Gaining a legal understanding of a new law or regulation takes the same level of expense for small firms as for big ones, but the cost makes up a far larger proportion of their budget. Without the economies of scale available to the biggest players, small firms are increasingly squeezed out, leading to greater consolidation of wealth and power in the remaining firms. Big government and big business thus work together to squeeze out competition, and the revolving door between regulator and industry ensures that nothing changes.

There are also serious conflicts between some securities laws—especially the ones Musk is accused of transgressing—and the First Amendment. It should bother any citizen of a free country when government investigators look into someone’s behavior on account of something he said (or in this case, tweeted). The freedoms to speak and to publish are core elements of our American heritage.

SEC regulations of this type have been justified by a line of cases that hived off certain conversations as “commercial speech,” then proclaimed the First Amendment does not cover them. There were once exceptions for obscenity and speech about private matters, too, but courts eventually realized that the government does not get to pick and choose what kinds of speech are legal. A similar reckoning for commercial speech is long overdue.

Old Laws Are Good Enough

Proponents of the status quo will say that without securities regulation, the markets will become irredeemably corrupt. But remedies for corruption existed before the New Deal and continue in force today in the common law offense of fraud.

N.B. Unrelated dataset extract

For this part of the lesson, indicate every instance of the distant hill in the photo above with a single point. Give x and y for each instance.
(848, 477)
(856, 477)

In a world free of securities regulation, cheaters would not be able to run wild; common-law fraud would still bar bad business behavior.

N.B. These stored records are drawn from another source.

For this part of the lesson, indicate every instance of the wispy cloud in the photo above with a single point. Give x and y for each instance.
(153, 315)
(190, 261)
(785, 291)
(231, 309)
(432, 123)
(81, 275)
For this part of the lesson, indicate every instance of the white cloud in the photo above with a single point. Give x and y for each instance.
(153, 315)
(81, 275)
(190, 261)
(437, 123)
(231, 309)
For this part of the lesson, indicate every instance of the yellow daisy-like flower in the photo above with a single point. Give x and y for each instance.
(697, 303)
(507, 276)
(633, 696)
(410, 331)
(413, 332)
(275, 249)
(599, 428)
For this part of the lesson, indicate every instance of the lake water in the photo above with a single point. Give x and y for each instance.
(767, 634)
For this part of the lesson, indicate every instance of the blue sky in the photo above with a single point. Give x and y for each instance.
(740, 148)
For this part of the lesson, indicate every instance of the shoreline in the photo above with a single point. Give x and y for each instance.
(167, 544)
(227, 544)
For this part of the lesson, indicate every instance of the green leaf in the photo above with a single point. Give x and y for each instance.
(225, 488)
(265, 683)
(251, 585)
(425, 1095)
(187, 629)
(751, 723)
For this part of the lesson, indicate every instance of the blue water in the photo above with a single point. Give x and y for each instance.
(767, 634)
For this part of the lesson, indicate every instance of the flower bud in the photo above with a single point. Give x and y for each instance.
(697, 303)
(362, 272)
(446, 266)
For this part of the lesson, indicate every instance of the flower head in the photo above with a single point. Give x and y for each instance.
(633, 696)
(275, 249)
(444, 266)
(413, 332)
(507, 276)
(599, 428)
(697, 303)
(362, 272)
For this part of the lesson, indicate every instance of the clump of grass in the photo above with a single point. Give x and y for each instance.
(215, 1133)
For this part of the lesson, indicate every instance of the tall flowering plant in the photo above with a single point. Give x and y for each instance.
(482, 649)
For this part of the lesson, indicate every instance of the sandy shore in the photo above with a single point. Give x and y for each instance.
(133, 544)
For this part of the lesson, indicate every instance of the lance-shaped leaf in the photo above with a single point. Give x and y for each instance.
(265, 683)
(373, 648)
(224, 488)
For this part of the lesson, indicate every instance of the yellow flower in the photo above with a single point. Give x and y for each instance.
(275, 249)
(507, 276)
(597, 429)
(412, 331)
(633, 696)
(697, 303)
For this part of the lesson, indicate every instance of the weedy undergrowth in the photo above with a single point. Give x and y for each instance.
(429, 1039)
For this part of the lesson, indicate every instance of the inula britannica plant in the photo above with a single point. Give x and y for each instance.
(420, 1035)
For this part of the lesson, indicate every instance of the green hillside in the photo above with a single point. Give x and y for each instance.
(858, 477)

Fraud is variously defined, but generally it is correct to say, as the Second Restatement of Torts does, that anyone “who fraudulently makes a misrepresentation of fact, opinion, intention or law for the purpose of inducing another to act or to refrain from action in reliance upon it, is subject to liability to the other in deceit for pecuniary loss caused to him by his justifiable reliance upon the misrepresentation.”

There’s a lot of legal language there but, as with most common-law offenses, it means about what people think it does. If you lie to cheat someone, you’ve committed fraud, and could face civil or criminal penalties. Almost every variety of financial swindle meets this definition.

In a world free of securities regulation, cheaters would not be able to run wild; common-law fraud would still bar bad business behavior. People could tweet what they want and tell each other information they have learned from various sources, but they couldn’t lie to investors to rip them off.

That is really all we need. Repealing the other laws would lay bare the truth of the financial industry, but it would not lead to anarchy. Investors would still be protected from getting ripped off, and would gain added protection in the knowledge that financial markets are not a level playing field. Everyone is free to enter them, but no one should expect that any law will make the outsider’s knowledge and ability equal to the insider’s.

As with any sort of gambling, if we play at all, we should play at our own risk.